Well, neither of these 2 links are exactly what you want, but:

Hamed's small JPEG Library implements the (supposedly) most commonly used subset of the JFIF.

This Image-SCZ code shows a simple (lossy) processing step to run on an image, to then have it compress well with standard lossless compression algorithms.
Quote:Original post by herc
so much hassle. and here kicks in my wanted "single header - single c(pp) file principle": just add that to your makefile & project and you are done. whatever mode you compile your code, it will just work.
thats what i love about most boost libs: they are just header files. i do not have to link against anything.

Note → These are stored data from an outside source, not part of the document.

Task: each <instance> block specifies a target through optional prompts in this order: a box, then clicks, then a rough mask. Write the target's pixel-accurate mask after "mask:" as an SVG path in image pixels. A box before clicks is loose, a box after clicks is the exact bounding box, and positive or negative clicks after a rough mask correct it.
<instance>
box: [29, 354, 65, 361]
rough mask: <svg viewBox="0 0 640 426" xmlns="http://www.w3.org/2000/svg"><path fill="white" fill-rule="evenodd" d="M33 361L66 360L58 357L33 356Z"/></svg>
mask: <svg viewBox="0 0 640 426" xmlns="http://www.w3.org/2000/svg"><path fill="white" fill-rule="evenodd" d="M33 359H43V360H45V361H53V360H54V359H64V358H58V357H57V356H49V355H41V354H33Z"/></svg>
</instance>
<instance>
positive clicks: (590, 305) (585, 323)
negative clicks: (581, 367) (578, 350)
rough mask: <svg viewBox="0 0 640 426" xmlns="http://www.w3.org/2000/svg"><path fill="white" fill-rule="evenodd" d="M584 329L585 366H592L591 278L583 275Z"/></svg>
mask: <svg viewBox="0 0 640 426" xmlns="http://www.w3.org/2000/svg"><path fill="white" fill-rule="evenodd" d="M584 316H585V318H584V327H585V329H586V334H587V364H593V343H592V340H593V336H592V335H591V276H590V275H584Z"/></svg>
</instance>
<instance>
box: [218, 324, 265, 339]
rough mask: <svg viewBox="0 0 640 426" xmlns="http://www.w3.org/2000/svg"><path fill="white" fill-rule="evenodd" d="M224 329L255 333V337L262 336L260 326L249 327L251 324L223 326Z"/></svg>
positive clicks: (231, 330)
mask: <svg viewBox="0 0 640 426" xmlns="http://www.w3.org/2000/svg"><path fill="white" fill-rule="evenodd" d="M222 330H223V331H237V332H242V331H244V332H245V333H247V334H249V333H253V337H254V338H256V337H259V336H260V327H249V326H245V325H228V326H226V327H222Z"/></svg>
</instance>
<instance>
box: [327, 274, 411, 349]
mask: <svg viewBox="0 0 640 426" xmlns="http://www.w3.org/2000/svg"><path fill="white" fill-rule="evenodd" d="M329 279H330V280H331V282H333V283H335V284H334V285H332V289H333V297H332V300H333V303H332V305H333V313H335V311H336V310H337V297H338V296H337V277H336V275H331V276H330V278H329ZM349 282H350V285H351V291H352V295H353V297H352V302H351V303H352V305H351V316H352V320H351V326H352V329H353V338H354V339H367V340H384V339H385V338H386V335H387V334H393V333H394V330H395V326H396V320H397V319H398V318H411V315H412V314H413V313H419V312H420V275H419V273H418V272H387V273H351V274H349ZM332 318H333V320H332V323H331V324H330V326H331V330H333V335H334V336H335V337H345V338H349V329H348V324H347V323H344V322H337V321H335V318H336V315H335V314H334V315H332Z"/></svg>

Ah, that's a much better reason! I remember using DevIL a while back when I was working with C++. I'm not sure how much larger it will make your executable, but I remember it being pretty easy to get going, and it is very powerful.

Good luck!
Quote:Original post by lonesock
Well, neither of these 2 links are exactly what you want, but:

Hamed's small JPEG Library implements the (supposedly) most commonly used subset of the JFIF.

This Image-SCZ code shows a simple (lossy) processing step to run on an image, to then have it compress well with standard lossless compression algorithms.


wow! thanks for the links! that scz-compression lib is exactly what i want. low code complexity, just 6 files!